The Korea Institute of Science and Technology (KAIST) has announced that it has developed a high-density neuromorphic chip that can imitate the human brain. Professors Choi Yang-kyu and Choi Sung-Yool led the team of researchers.
Neuromorphic hardware is an artificial intelligence function that mimics the human brain based on the idea that it can accomplish very complicated tasks consuming only 20 watts of energy, unlike the traditional Von Neuman method.
Neuromorphic hardware requires synapses that can remember the interneuron connections. The team developed the neuromorphic hardware using a single transistor, using a standard silicon process, thus increasing the possibility of commercializing neuromorphic hardware systems.

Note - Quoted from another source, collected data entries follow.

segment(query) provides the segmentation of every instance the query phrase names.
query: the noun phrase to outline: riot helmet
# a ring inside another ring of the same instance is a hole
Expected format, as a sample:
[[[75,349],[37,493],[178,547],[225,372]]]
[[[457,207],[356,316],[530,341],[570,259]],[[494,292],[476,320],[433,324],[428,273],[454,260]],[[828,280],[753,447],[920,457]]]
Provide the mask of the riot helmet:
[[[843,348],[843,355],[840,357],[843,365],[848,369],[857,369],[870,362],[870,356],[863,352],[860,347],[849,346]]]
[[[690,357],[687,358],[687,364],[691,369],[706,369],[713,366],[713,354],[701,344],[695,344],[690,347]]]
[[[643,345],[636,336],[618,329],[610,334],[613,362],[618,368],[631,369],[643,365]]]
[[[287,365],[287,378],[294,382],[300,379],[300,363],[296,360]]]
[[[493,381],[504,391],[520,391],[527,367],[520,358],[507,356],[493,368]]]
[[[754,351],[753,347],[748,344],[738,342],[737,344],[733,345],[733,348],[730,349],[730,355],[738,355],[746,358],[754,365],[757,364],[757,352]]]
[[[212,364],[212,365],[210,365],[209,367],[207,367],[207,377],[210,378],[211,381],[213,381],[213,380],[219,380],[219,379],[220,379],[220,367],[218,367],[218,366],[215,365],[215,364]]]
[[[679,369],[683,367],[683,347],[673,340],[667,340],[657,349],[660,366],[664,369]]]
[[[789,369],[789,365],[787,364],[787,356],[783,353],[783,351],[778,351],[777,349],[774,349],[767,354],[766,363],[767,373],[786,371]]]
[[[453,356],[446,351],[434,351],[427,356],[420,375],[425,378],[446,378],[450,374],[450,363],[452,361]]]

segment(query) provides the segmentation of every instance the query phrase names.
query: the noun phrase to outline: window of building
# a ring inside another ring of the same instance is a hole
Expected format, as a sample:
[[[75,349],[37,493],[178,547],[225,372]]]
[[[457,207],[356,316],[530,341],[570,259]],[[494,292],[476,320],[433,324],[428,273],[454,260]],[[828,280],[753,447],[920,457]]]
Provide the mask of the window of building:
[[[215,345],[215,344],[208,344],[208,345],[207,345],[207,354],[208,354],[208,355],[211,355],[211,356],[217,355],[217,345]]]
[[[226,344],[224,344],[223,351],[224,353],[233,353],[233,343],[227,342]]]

The neuromorphic transistor has the same structure as already existing transistors for memory and system hardware. Besides carrying out memory and logical operations, it can also function as both neuron and synapse, which was never done before.

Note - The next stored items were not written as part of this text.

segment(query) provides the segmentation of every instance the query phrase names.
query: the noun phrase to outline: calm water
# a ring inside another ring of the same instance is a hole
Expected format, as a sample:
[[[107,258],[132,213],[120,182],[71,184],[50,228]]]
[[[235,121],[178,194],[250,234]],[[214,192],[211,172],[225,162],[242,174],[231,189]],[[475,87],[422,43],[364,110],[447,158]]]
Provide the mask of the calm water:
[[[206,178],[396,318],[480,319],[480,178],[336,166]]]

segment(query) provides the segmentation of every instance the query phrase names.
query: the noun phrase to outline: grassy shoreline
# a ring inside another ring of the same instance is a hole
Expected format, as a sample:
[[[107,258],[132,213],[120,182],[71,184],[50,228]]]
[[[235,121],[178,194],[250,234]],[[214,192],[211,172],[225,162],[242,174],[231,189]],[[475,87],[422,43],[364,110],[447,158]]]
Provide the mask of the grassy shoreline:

Moreover, the neuromorphic transistor has a high level of density. While the existing neuron circuit needs 21,000 units for the planner area, the newly developed neuromorphic transistor only needs six units, thus raising the level of density up to 3,500 times or more. This new technology can reduce the cost by simplifying the production process.
In the team’s experiments, the research team simulated brain functions like amplification gain control, simultaneity determination, and face and letter pattern recognition.

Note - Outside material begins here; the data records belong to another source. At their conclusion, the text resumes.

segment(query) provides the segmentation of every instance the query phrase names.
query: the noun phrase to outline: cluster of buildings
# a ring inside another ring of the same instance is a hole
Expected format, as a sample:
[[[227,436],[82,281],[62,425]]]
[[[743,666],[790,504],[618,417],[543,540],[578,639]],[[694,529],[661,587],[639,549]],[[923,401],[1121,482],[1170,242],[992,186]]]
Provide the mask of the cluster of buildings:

KAIST expects the neuromorphic hardware to increase integration and reduce the cost, moving closer to their commercialization.
Han Joon-Kyu, a Ph. D candidate at the School of Electrical Engineering at Kaist, was the lead author of the research, with Oh Jung-yeop carrying the responsibility of the second author. The study was published in the August online edition of science advances under the title of “Cointegration of single-transistor neurons and synapses by nanoscale CMOS fabrication for highly scalable neuromorphic hardware.”